Better diagnosis means more cases
Sara Spragens is president of the Autism Society of the Bluegrass. She says it’s clear the higher numbers for autism are related to better diagnosis, especially in adulthood, of people across the spectrum, many of whom are higher functioning.
Autism has suffered from a lack of research funding, both into its causes and the best resources to help families. But one of the biggest helps, she said, is Medicaid expansion, which has allowed millions more people to get help.
Medicaid is due for stringent cuts to help Trump continue tax cuts for the wealthiest Americans.
“All these things RFK Jr. said— you can’t put any kind of blanket statement about anybody, especially people with autism, or any disability,” Spragens said. “He really diminished the value and gifts, implied some blame on families about that we caused something maybe by getting vaccines.”
That’s the strange, long shadow of eugenics that Kennedy’s Make America Healthy Again movement casts; from Trump’s talk of “bad genes” in the immigrants he wants to get rid of to Kennedy’s implications that children with severe autism can’t be functional members of society.
“This is eugenics,” said Howard-Conrad. “In Nazi Germany, they started with the severely disabled. One hundred years ago, Maverick would have been locked up in a hospital.”
She’d like to see Kennedy — who survived an addiction to heroin — worry about how parents are going to help their autistic children with less resources.

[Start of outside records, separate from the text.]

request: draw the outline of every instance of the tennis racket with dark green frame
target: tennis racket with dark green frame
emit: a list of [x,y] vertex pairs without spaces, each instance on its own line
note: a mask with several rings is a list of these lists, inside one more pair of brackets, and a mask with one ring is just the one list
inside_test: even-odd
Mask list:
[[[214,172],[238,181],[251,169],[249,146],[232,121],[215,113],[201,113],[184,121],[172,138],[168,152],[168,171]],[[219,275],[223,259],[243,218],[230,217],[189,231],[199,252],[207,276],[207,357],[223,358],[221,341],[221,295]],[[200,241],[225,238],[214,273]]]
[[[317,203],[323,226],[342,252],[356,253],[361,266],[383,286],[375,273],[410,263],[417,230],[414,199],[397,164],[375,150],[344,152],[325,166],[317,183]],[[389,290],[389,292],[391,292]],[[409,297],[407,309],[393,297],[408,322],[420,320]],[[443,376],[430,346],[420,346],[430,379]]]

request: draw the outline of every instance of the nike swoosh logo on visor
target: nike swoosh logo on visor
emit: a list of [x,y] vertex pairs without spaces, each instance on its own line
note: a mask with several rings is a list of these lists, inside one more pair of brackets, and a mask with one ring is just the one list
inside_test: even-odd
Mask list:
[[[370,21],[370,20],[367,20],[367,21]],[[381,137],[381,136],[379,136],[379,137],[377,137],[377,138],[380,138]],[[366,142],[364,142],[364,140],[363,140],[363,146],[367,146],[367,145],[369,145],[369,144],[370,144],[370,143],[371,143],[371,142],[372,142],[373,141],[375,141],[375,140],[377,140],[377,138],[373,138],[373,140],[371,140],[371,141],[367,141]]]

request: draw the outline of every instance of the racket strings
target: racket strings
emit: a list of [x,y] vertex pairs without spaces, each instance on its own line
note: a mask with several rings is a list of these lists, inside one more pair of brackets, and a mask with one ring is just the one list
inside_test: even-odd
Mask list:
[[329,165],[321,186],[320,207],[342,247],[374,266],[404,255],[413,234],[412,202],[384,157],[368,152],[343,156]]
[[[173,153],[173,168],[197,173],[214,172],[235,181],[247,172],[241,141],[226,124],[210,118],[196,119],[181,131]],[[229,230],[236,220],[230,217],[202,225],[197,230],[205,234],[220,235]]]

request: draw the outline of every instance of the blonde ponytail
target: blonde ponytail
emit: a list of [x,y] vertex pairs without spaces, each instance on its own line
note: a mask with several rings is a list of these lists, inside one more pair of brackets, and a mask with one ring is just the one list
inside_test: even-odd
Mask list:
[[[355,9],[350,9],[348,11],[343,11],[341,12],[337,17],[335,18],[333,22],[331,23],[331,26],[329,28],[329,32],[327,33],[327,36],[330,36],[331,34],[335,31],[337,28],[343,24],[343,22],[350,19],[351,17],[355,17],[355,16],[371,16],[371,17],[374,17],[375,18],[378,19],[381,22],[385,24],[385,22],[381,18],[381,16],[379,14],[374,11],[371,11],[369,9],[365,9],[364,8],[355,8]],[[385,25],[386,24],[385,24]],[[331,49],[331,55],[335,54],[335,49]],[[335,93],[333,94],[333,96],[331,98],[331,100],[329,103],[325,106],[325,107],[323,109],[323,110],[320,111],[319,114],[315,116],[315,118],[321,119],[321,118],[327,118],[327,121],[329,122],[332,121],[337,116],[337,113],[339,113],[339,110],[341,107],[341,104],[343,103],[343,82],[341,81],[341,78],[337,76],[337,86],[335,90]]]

“Finally, our children are getting some attention, but this glimmer of hope is just met with this inhumane perspective,” she said, starting to cry again. “The way he talks about the autistic community is dehumanizing and dangerous, but I’m hoping people will step back and say we won’t accept this.
“I have never been more ready to just fight like hell than I am right now, for my child and for every autistic child out there.”